Opinion: The glories of Europe's high-speed rails
(The following column by Tom Belden appeared on the Philadelphia Inquirer website on July 19, 2009.)
AMSTERDAM — A two-week trip to Europe can enlighten in many ways. It can prompt such contrasting thoughts as, "Wow, the Renaissance was a great time to be an artist," and "Did I just pay $4 for a bottle of water?"
But after working through those issues early this month, I found myself doing a little work, thinking about how travelers, whether they're here for business or pleasure, benefit from public investment in transportation.
Using Europe's vast rail system reminded me why the Obama administration is so keen to see the United States spend billions of dollars on high-speed rail projects to reduce congestion and air pollution and provide us greater mobility.
"It's being done," the president said in Washington. "It's just not being done here."
Obama in April cited the success of Europe's high-speed trains when he outlined his reasons for wanting us to spend $13 billion over the next five years to start catching up.
After using trains on almost two dozen trips to Europe since the 1960s, I think what I like and admire the most is the way the various modes of public transport have been made to work together.

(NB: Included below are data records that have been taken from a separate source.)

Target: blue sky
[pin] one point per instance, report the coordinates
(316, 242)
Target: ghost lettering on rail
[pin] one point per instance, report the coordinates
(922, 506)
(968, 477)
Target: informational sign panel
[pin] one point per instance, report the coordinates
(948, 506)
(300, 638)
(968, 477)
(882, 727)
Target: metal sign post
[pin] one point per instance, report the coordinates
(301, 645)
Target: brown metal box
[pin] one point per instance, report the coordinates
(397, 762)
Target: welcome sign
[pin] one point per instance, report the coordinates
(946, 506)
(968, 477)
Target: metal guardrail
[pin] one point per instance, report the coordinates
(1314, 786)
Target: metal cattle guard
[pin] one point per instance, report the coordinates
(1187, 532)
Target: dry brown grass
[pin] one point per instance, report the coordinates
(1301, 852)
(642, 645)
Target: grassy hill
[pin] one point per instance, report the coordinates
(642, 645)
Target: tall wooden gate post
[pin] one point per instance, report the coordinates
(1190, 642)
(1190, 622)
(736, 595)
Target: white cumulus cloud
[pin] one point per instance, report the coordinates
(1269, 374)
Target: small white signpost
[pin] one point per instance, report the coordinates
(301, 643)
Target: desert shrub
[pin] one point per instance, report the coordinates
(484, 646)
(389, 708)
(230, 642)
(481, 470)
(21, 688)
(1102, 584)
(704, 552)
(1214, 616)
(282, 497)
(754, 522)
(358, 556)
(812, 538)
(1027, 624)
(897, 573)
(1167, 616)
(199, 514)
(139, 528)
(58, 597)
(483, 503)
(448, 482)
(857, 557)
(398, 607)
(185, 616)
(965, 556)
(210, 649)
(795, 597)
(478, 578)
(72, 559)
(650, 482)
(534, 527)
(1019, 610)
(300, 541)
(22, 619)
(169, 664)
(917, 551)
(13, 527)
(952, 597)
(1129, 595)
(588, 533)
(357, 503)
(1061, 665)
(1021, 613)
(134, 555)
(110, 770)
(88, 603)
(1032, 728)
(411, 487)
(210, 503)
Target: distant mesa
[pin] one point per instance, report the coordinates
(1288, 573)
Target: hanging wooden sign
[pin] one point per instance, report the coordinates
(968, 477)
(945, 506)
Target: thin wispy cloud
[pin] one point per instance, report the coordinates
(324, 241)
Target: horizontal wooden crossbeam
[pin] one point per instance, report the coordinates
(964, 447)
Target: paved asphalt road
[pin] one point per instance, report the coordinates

Not only is virtually every city in Europe connected by fast trains, but every urban train station is linked to smaller towns and rural areas with a network of local bus or rail service, or both. Europeans are accustomed to walking out of a train station and finding an array of options for reaching their destination.
At most of Europe's major airports, travelers don't have to walk far to find fast trains available every few minutes to whisk them into the center of the city, or intercity trains that can take them on to other places hundreds of miles away.
In recent years, many American cities have done an admirable job in providing better rail service to their airports. But we have a long way to go to match what you experience in arriving at Amsterdam's Schiphol Airport, or others I've used in Brussels, Frankfurt, London, Paris, and Zurich, to name just the major international airports.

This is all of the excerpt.